To conduct the test and state a conclusion using a significance level of 0.05, we need to perform a hypothesis test.
Let's define our hypotheses:
Null Hypothesis (H0): The processing methods have no effect on the contamination of the venom. The mean contamination level for all processing methods is the same.
Alternative Hypothesis (Ha): The processing methods have an effect on the contamination of the venom. The mean contamination level for at least one processing method is different.

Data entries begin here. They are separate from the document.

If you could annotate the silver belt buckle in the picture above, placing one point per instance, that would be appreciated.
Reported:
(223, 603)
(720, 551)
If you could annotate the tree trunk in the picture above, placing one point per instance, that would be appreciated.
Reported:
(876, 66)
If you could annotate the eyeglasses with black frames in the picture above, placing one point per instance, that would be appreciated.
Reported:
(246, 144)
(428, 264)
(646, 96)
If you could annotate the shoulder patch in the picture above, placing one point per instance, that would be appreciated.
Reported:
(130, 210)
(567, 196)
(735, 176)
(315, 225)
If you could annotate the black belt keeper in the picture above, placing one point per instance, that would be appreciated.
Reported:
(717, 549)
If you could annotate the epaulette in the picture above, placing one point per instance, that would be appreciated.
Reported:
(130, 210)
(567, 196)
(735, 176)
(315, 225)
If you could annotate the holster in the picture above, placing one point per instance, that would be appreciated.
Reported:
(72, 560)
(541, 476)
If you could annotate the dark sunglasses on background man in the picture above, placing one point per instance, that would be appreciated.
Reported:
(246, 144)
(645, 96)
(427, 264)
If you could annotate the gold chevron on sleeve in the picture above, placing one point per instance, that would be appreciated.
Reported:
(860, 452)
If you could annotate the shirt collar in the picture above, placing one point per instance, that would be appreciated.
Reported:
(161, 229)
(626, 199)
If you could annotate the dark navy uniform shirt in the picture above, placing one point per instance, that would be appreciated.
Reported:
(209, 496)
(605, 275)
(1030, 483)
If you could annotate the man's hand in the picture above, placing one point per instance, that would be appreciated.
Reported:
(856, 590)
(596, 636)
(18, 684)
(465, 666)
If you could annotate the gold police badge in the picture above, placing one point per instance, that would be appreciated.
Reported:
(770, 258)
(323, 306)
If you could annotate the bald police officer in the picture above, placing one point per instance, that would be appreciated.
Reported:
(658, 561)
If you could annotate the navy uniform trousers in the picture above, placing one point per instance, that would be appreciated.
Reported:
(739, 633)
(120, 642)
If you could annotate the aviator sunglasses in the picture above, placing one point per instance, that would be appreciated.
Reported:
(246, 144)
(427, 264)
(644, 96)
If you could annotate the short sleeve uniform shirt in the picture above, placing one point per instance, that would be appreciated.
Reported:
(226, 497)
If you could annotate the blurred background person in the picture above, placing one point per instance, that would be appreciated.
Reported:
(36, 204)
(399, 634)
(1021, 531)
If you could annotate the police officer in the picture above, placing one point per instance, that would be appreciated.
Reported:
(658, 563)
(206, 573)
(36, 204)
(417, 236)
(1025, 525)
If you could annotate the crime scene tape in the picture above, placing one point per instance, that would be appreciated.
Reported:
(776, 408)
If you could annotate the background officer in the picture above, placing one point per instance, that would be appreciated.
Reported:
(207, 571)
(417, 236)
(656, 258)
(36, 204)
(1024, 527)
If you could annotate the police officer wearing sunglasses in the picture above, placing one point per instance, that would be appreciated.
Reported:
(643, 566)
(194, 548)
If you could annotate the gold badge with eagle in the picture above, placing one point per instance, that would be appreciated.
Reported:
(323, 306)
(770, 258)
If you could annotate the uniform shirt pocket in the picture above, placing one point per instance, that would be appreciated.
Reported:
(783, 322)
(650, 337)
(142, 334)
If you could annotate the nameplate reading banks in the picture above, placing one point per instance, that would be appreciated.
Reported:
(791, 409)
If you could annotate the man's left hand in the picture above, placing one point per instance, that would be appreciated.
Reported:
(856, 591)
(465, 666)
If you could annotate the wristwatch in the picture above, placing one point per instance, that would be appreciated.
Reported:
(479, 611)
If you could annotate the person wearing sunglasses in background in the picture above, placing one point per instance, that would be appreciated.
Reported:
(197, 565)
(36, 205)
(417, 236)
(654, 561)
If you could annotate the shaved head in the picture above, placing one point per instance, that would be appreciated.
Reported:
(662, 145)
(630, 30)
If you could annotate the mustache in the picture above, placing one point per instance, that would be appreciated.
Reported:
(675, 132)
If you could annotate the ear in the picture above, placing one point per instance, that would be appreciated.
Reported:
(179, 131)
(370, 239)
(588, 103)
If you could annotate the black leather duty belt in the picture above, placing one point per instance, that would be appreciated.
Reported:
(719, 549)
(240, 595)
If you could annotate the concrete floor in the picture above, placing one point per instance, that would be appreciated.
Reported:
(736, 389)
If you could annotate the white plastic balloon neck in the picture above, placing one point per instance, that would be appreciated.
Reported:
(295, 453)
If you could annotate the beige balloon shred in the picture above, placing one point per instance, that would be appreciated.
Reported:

Now, let's calculate the test statistic using the observed data:
Step 1: Calculate the sample mean (x̄) and sample standard deviation (s) for each processing method.
Method 1:
x̄1 = 34
s1 = N/A (not provided)
Method 2:
x̄2 = 17
s2 = N/A (not provided)
Method 3:
x̄3 = 14
s3 = N/A (not provided)
Method 4:
x̄4 = 12
s4 = N/A (not provided)
Method 5:
x̄5 = 23
s5 = N/A (not provided)
Step 2: Calculate the overall sample mean (x̄) and overall sample standard deviation (s).
x̄ = (x̄1 + x̄2 + x̄3 + x̄4 + x̄5) / 5
= (34 + 17 + 14 + 12 + 23) / 5
= 100 / 5
= 20
s = N/A (not provided)
Step 3: Calculate the test statistic using the formula:
Test Statistic (F) = (Sum of Squares Between Groups) / (Sum of Squares Within Groups)
Where:
Sum of Squares Between Groups = [(n1*(x̄1 - x̄)^2) + (n2*(x̄2 - x̄)^2) + (n3*(x̄3 - x̄)^2) + (n4*(x̄4 - x̄)^2) + (n5*(x̄5 - x̄)^2)] / (k - 1)
Sum of Squares Within Groups = [(n1 - 1)*s1^2 + (n2 - 1)*s2^2 + (n3 - 1)*s3^2 + (n4 - 1)*s4^2 + (n5 - 1)*s5^2] / (N - k)
n1 = n2 = n3 = n4 = n5 = 25 (since each method produces 25 vials per day)
k = 5 (number of processing methods)
N = 5 * 25 = 125 (total number of vials)
Substituting the values:
F = [(25*(34 - 20)^2) + (25*(17 - 20)^2) + (25*(14 - 20)^2) + (25*(12 - 20)^2) + (25*(23 - 20)^2)] / (5 - 1)
/ [(24*(s1^2)) + (24*(s2^2)) + (24*(s3^2)) + (24*(s4^2)) + (24*(s5^2))] / (125 - 5)
Note: Since the sample standard deviation (s) is not provided for each method, we cannot calculate the test statistic. We would need this information to proceed with the hypothesis test.
Therefore, we cannot perform the hypothesis test or state a conclusion without the sample standard deviation for each processing method.